Pod koniec maja, prawdopodobnie w środę (25.05), do Wadowic przyjedzie Wojewoda Małopolski Józef Pilch na zaproszenie starosty Bartosza Kalińskiego. W starostwie pojawią się także przedstawiciele samorządów zainteresowanych budową Beskidzkiej Drogi Integracyjnej oraz posłowie.
Celem spotkania ma być doprowadzenie do budowy tej strategicznej w naszym regionie drogi w takim trakcie, w jakim przygotowała ją Generalna Dyrekcja Dróg Krajowych i Autostrad. Prace nad uwarunkowaniami środowiskowymi trwają, potrzeba tylko pieniędzy.
O tym, że ta droga jest potrzeba niech świadczą chociażby korki, które tworzą się każdego dnia na trasie od Andrychowa do samej Kalwarii Zebrzydowskiej i nie potrzeba do tego godzin szczytu. Sprawdziliśmy to na DK 52, około południa. 15-kilometrowa trasa zajęła nam prawie pół godziny. Spory ruch samochodowy zaczął się już przed Inwałdem. Trasę, jadąc przepisowo, można pokonać nawet w 15 minut.

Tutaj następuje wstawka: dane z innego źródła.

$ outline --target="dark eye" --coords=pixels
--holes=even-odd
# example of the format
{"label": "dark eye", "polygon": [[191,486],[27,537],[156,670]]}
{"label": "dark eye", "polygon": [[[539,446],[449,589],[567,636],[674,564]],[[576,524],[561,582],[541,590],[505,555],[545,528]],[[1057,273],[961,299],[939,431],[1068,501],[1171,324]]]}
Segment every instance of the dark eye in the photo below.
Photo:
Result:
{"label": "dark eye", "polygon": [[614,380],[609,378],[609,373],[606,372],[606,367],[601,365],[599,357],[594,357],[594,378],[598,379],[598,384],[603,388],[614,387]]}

BDI ma mieć prawie 61 km, według projektu będzie się można po niej poruszać 80km/h. W ramach budowy powstaną bezkolizyjne węzły drogowe, a kilka miast zyska nowe obwodnice. Jedyną gminą, która cały czas ma problem z budową BDI są Wadowice.
Niedawno Komisja Komisja Urbanistyczno – Architektoniczna w Urzędzie Miasta w Wadowicach wypowiedziała się w przeciwko budowie Beskidzkiej Drogi Integracyjnej.

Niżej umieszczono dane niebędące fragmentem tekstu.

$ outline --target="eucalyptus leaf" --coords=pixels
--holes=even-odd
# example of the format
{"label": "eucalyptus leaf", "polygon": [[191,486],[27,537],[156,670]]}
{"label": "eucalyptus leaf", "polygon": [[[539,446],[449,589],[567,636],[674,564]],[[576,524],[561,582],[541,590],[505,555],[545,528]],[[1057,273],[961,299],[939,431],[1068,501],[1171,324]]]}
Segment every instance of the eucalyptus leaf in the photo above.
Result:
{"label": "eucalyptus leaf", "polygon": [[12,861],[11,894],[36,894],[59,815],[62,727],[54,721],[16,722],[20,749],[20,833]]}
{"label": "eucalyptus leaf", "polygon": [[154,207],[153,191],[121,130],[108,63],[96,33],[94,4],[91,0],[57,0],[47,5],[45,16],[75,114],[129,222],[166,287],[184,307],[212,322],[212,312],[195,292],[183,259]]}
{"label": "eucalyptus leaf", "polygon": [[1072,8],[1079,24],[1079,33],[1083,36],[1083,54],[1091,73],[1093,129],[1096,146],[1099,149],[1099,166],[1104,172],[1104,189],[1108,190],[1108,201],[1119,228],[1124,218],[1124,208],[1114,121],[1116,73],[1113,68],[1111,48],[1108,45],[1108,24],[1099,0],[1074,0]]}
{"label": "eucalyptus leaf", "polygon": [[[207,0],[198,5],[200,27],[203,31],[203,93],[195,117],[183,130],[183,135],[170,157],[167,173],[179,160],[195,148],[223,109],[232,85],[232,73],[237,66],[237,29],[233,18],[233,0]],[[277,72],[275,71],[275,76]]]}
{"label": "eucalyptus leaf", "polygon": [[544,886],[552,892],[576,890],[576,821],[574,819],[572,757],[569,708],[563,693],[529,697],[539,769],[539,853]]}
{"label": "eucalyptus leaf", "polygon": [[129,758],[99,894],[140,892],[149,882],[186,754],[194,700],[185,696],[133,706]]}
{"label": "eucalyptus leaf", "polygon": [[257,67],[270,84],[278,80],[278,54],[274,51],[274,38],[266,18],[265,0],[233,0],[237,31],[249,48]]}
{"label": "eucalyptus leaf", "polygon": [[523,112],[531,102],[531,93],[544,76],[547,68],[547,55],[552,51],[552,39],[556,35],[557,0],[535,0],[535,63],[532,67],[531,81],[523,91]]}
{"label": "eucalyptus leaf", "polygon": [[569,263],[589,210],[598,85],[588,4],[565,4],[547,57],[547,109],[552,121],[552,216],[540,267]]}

Autorami tej „negatywnej opinii są oprócz przewodniczącego komisji Krzysztofa Fabra tacy ludzie jak Tomasz Klaja, Anastazja Bałys, Katarzyna Jakubowska, Agnieszka Lewandowska, Marcin Rzycki, Artur Świątek.
Architekci argumentują, że budowa BDI będzie miała... "negatywny wpływ" na gminę Wadowice.
Trasa nie sprzyja rozwojowi żadnej gałęzi przedsiębiorczości w Wadowicach, a wręcz niemożliwa rozwój na wielu płaszczyznach np. turystyka - napisali w swej opinii architekci.
Komisja kierowana przez Krzysztofa Fabra uważa też, że BDI w negatywny sposób wpłynie na krajobraz, a także spowoduje...:
Odcięcie zwierząt od swobodnego wędrowania w tym rejonie lub na teren Parku Krajobrazowego Beskidu Małego - czytamy w piśmie komisji.